Di sisi lain, Marwan mengingatkan, tahun ini juga pertama kalinya Arab Saudi mencabut pembatasan usia jemaah haji. Artinya, banyak anggota jemaah haji lansia yang diberangkatkan. “Jadi, seharusnya jangan gagap bertindak. Hitung semua kemungkinan yang akan terjadi pada saat jemaah banyak lansia dan kepadatan yang luar biasa,” kata Marwan.
Temuan BPK
Persoalan serupa sebetulnya sudah menjadi sorotan Badan Pemeriksa Keuangan (BPK) saat mengaudit kinerja penyelenggaraan haji 2022. Dalam laporannya, BPK mencatat banyak temuan, seperti akomodasi di Arab Saudi yang belum sepenuhnya memperhatikan sistem zonasi sesuai dengan asal embarkasi. BPK juga menemukan permasalahan pada penyediaan makanan bagi jemaah haji, seperti makanan tak layak konsumsi, kurang gramasi, terlambat datang, hingga tidak sesuai dengan ketentuan gizi.

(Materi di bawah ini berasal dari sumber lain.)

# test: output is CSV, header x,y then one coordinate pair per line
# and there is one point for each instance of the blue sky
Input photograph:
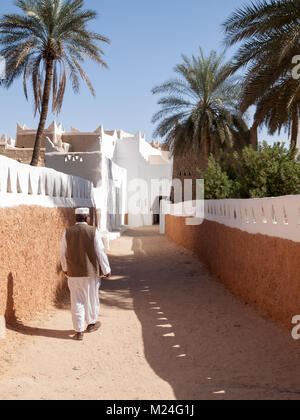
x,y
148,38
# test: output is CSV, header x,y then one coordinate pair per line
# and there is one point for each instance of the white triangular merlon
x,y
138,135
4,138
100,130
19,128
52,127
74,130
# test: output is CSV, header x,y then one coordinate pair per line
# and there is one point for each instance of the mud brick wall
x,y
263,271
30,273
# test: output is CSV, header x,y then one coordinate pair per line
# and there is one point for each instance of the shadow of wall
x,y
197,337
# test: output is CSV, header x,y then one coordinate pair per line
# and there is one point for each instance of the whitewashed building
x,y
122,168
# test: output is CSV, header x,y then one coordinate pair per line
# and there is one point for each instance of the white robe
x,y
85,304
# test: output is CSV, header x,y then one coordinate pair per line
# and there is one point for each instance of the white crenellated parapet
x,y
276,217
26,185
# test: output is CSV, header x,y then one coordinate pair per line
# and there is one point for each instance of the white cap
x,y
82,212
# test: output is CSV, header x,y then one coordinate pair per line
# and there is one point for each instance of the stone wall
x,y
263,271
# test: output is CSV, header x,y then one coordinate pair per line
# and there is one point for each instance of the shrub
x,y
270,171
217,183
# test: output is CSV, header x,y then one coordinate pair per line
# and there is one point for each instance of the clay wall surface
x,y
263,271
30,273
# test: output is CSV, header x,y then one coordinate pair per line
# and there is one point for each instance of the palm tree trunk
x,y
294,131
44,113
254,135
205,150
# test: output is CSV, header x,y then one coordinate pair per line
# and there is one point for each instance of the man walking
x,y
82,252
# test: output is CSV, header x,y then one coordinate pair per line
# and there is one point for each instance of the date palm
x,y
270,34
46,43
199,108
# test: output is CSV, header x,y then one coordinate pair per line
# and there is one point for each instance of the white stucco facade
x,y
122,168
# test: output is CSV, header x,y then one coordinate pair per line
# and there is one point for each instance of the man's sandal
x,y
93,327
79,336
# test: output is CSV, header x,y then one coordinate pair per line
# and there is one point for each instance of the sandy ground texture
x,y
170,331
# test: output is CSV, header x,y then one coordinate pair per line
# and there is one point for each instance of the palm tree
x,y
199,108
48,43
270,34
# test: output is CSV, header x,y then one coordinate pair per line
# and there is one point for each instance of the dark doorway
x,y
156,215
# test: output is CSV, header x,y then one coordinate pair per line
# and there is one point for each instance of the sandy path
x,y
169,332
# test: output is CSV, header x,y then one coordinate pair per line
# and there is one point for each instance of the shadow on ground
x,y
200,339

BPK menilai beberapa persoalan itu terjadi karena pemerintah belum membuat kebijakan dalam menentukan syarat penyedia layanan. Auditor malah menemukan sejumlah penyedia layanan yang pernah mendapat penilaian buruk dalam penyelenggaraan haji sebelumnya malah kembali terpilih.
Direktur Jenderal Penyelenggaraan Haji dan Umrah Kementerian Agama, Hilman Latief, belum merespons upaya permintaan konfirmasi ihwal temuan BPK tersebut. Ia hanya terlihat membaca pesan yang dikirim ke ponselnya.

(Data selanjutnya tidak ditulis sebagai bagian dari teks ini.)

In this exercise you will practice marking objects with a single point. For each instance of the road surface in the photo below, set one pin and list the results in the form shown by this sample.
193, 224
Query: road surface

Namun laporan BPK telah mencatat tanggapan Kementerian Agama yang menerima hasil temuan auditor. Kementerian Agama berjanji merevisi aturan untuk mensyaratkan penyedia layanan tidak masuk daftar hitam. Realisasi rencana aksi ini belum terang. Berbagai masalah dalam penyelenggaraan haji tahun lalu kembali terulang sepekan terakhir.

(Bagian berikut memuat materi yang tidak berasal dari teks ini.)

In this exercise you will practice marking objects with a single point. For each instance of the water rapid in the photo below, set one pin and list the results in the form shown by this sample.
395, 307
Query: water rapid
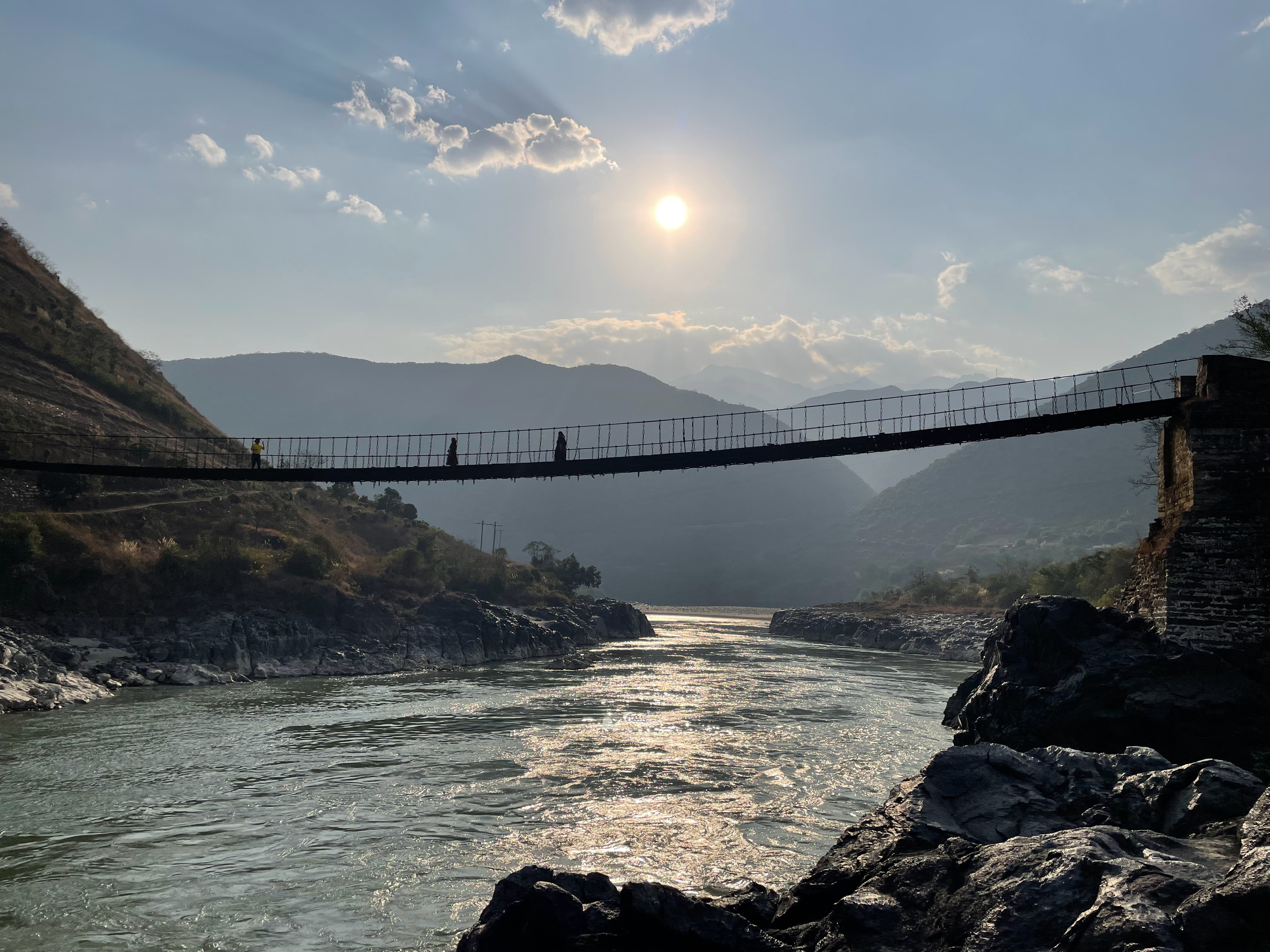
378, 813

Lukmanul Hakim, anggota jemaah haji Kloter 40, Jakarta, bahkan sudah merasakan keganjilan sejak berada di embarkasi Jakarta. Mulanya, dia dan sejumlah calon haji terdaftar di Kloter 39, tapi mendadak bergeser menjadi Kloter 40. Pesawat yang menerbangkannya ke Arab Saudi juga diundur keberangkatannya dari pukul 03.00 WIB menjadi pukul 22.00 WIB pada Jumat, 9 Juni lalu. “Ada jemaah di kloter kami yang ditunda keberangkatannya karena visa belum ada,” kata Lukmanul, yang juga Kepala Desa Bantarsari, Kecamatan Rancabungur, Kabupaten Bogor.
Setiba di Mekah, Lukmanul juga mendapati kegaduhan karena penyedia layanan tak kunjung mengirim koper ke masing-masing kamar calon haji. Dia memerlukan waktu tiga jam untuk mencari keberadaan kopernya yang ditempatkan serampangan di hotel. Beberapa sejawatnya baru menemukan kopernya sepekan kemudian.
Lukmanul menyoroti banyaknya petugas pendamping yang tak sigap. Sebagian di antara mereka tak tahu harus melakukan apa ketika menghadapi keluhan jemaah haji. “Banyak yang bilang petugas baru, hanya bisa melaksanakan tugas,” kata Lukmanul. “Mereka kurang inisiatif untuk mengambil sikap ketika sedang darurat.”